La réponse d'Avi a été immédiate. Reef « a vécu pleinement sa vie », dit-il. « Malgré cette perte horrible, nous avons choisi de vivre.»
« Reef aimait les enfants et voulait en avoir, cela ne fait aucun doute », ajoute-t-il.
Reef n'avait ni femme ni petite amie. Mais lorsqu'Avi a commencé à partager l'histoire de son fils, plusieurs femmes l'ont contacté, proposant de porter l'enfant de Reef.
Selon lui, cette idée « nous donne une raison de nous accrocher ». « C'est maintenant la mission de ma vie », dit-il.
Cette famille fait partie de celles, de plus en plus nombreuses, qui ont gelé du sperme depuis les attaques du Hamas contre Israël, le 7 octobre, qui ont fait environ 1 200 morts et 251 otages à Gaza.
En réponse, Israël a lancé une vaste opération militaire à Gaza, au cours de laquelle plus de 40 000 Palestiniens ont été tués, selon le ministère de la santé dirigé par le Hamas. Environ 400 Israéliens ont également été tués au cours de la guerre.

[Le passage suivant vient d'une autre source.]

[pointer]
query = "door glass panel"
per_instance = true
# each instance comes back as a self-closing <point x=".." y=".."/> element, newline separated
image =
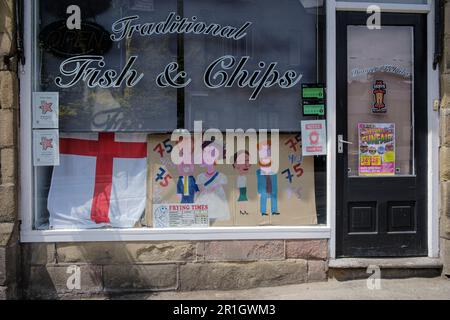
<point x="380" y="101"/>
<point x="389" y="1"/>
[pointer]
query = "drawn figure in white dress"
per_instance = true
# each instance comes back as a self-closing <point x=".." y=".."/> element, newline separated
<point x="211" y="184"/>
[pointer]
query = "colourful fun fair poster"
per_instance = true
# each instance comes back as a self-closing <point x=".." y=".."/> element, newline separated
<point x="376" y="149"/>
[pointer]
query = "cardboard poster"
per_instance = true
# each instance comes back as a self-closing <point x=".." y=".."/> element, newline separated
<point x="45" y="148"/>
<point x="235" y="195"/>
<point x="314" y="138"/>
<point x="45" y="110"/>
<point x="180" y="216"/>
<point x="376" y="149"/>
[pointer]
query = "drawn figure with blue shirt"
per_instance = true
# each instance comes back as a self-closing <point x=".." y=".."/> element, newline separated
<point x="186" y="186"/>
<point x="267" y="180"/>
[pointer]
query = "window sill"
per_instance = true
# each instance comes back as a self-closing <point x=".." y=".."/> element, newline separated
<point x="147" y="234"/>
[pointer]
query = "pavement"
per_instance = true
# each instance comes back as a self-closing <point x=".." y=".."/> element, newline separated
<point x="389" y="289"/>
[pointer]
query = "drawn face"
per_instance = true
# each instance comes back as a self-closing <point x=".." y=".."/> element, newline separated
<point x="242" y="164"/>
<point x="185" y="169"/>
<point x="265" y="154"/>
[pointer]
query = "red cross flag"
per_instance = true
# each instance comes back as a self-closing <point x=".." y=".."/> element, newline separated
<point x="101" y="181"/>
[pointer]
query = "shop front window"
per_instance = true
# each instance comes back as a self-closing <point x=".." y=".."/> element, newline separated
<point x="135" y="72"/>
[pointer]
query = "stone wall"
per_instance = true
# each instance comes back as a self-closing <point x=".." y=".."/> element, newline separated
<point x="9" y="249"/>
<point x="106" y="269"/>
<point x="445" y="147"/>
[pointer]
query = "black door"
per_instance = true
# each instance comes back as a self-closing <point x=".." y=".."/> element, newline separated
<point x="382" y="136"/>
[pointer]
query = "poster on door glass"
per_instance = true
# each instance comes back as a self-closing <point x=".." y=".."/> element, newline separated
<point x="376" y="149"/>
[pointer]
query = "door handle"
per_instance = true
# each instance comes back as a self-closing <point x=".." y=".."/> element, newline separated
<point x="341" y="142"/>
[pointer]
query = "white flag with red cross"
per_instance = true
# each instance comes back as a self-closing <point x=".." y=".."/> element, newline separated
<point x="101" y="181"/>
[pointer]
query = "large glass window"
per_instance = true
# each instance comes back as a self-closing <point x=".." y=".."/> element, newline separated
<point x="135" y="71"/>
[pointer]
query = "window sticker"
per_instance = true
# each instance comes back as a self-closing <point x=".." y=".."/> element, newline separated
<point x="376" y="149"/>
<point x="45" y="110"/>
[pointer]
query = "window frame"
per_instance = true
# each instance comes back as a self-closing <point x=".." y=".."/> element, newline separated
<point x="28" y="235"/>
<point x="26" y="207"/>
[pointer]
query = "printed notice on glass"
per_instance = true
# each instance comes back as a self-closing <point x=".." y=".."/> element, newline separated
<point x="376" y="149"/>
<point x="314" y="138"/>
<point x="180" y="216"/>
<point x="45" y="148"/>
<point x="45" y="110"/>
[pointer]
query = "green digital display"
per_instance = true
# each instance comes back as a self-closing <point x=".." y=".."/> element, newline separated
<point x="313" y="91"/>
<point x="314" y="110"/>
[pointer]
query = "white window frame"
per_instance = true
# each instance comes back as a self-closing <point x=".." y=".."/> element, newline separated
<point x="26" y="207"/>
<point x="433" y="117"/>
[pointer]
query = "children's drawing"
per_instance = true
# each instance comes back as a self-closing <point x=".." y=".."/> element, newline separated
<point x="186" y="186"/>
<point x="212" y="184"/>
<point x="242" y="164"/>
<point x="267" y="180"/>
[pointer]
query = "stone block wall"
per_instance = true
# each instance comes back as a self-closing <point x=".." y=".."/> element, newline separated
<point x="106" y="269"/>
<point x="445" y="146"/>
<point x="9" y="97"/>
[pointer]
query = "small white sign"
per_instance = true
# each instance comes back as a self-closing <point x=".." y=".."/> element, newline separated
<point x="45" y="148"/>
<point x="180" y="215"/>
<point x="45" y="110"/>
<point x="314" y="138"/>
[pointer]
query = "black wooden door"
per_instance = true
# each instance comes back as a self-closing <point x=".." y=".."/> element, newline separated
<point x="382" y="136"/>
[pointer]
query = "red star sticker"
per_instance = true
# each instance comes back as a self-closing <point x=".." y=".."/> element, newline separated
<point x="46" y="107"/>
<point x="46" y="143"/>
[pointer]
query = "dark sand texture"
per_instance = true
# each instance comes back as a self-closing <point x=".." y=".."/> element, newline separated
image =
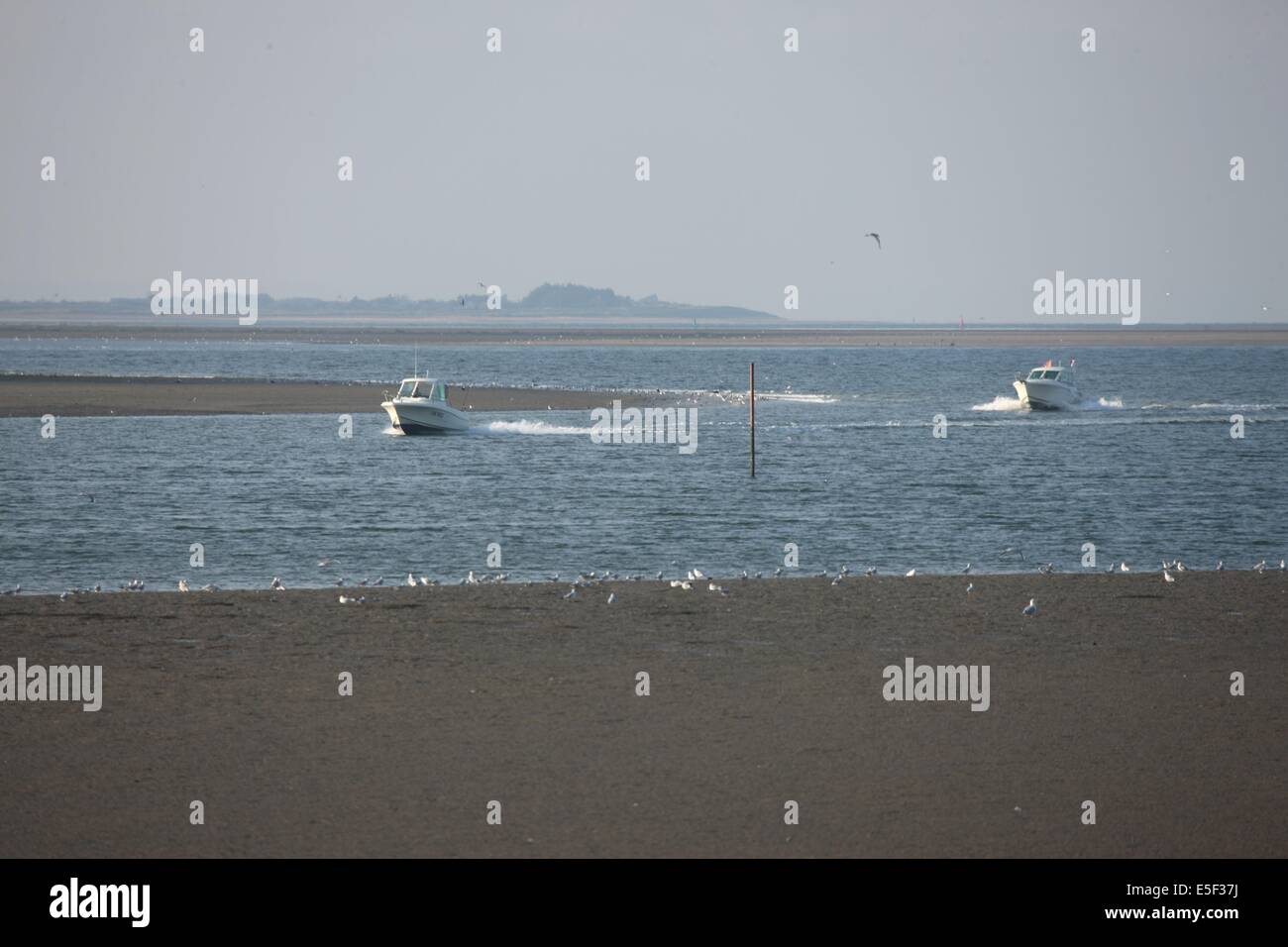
<point x="1119" y="692"/>
<point x="34" y="395"/>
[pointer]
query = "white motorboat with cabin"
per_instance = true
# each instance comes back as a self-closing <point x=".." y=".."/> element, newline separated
<point x="1048" y="386"/>
<point x="420" y="407"/>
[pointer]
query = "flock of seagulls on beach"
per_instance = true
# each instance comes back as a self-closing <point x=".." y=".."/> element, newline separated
<point x="692" y="579"/>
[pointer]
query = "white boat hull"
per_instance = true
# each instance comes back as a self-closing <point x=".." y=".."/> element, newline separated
<point x="421" y="416"/>
<point x="1047" y="394"/>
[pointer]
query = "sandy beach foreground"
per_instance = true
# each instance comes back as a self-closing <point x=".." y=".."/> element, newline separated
<point x="1117" y="692"/>
<point x="34" y="395"/>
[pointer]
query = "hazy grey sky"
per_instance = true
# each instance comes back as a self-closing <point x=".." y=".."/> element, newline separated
<point x="767" y="166"/>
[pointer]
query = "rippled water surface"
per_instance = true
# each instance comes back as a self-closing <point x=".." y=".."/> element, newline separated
<point x="848" y="468"/>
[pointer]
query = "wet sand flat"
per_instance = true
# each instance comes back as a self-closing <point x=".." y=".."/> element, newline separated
<point x="34" y="395"/>
<point x="1117" y="692"/>
<point x="595" y="334"/>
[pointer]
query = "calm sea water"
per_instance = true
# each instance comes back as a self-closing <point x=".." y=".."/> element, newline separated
<point x="848" y="468"/>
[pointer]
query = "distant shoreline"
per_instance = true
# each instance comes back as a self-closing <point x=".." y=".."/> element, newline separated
<point x="1120" y="692"/>
<point x="724" y="337"/>
<point x="34" y="395"/>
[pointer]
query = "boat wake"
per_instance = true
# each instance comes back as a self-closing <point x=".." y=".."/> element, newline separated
<point x="1000" y="403"/>
<point x="1004" y="403"/>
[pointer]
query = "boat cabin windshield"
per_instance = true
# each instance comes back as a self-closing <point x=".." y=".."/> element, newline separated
<point x="420" y="388"/>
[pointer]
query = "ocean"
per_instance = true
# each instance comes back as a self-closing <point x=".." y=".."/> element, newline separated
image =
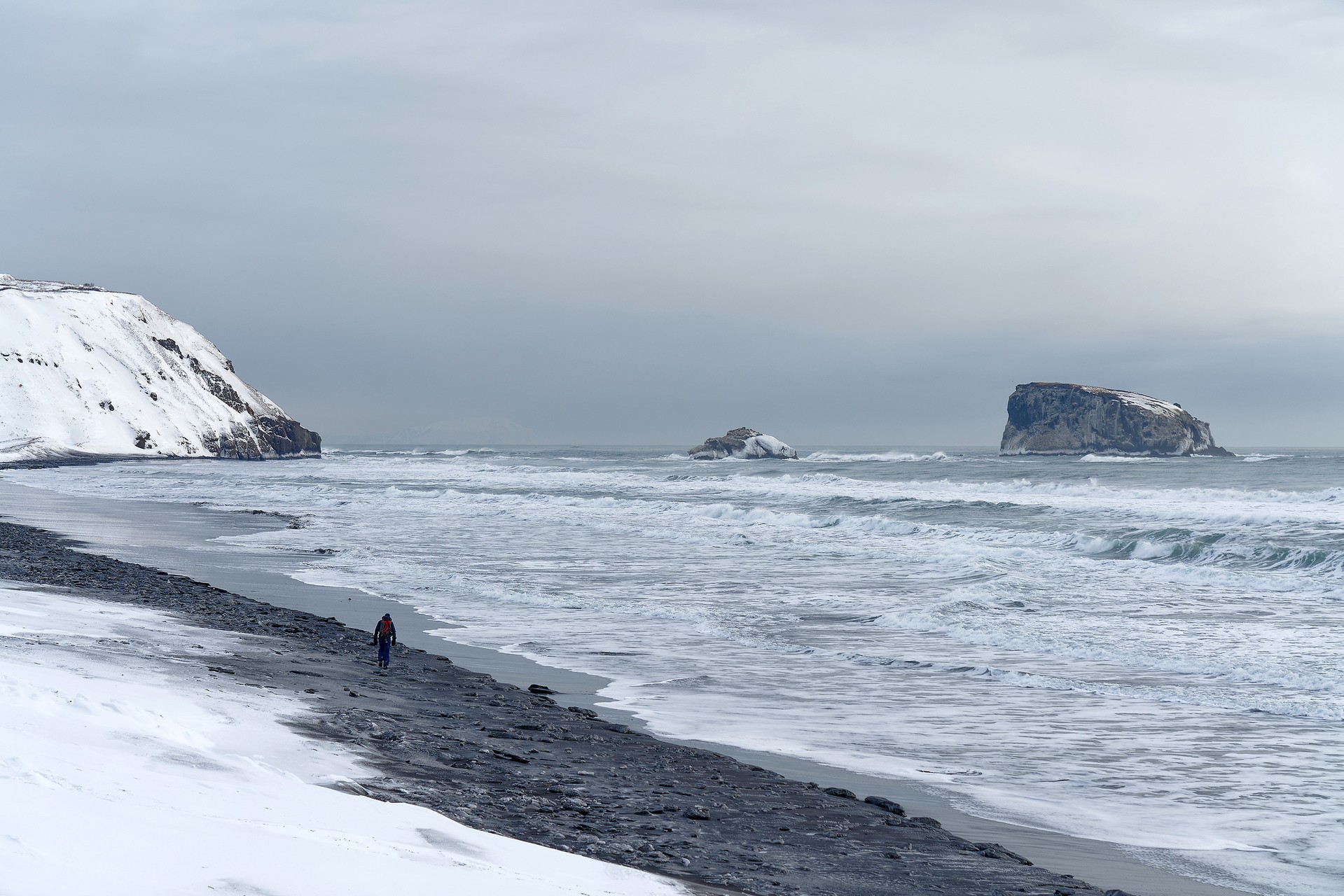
<point x="1146" y="652"/>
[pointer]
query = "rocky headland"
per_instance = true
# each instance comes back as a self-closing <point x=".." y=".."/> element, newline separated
<point x="742" y="442"/>
<point x="92" y="372"/>
<point x="1065" y="418"/>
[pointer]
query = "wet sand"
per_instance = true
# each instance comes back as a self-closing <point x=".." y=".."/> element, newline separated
<point x="176" y="538"/>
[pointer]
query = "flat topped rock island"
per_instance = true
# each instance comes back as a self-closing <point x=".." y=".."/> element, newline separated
<point x="90" y="372"/>
<point x="1065" y="418"/>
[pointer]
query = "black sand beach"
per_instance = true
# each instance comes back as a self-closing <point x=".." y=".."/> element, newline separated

Depuis le 7 octobre, du sperme a été prélevé sur près de 170 jeunes hommes - civils et soldats - selon le ministère israélien de la santé. Ce chiffre est environ 15 fois supérieur à celui de la même période des années précédentes.
Le processus consiste à pratiquer une incision dans le testicule et à prélever un petit morceau de tissu, à partir duquel des spermatozoïdes vivants peuvent être isolés en laboratoire et congelés.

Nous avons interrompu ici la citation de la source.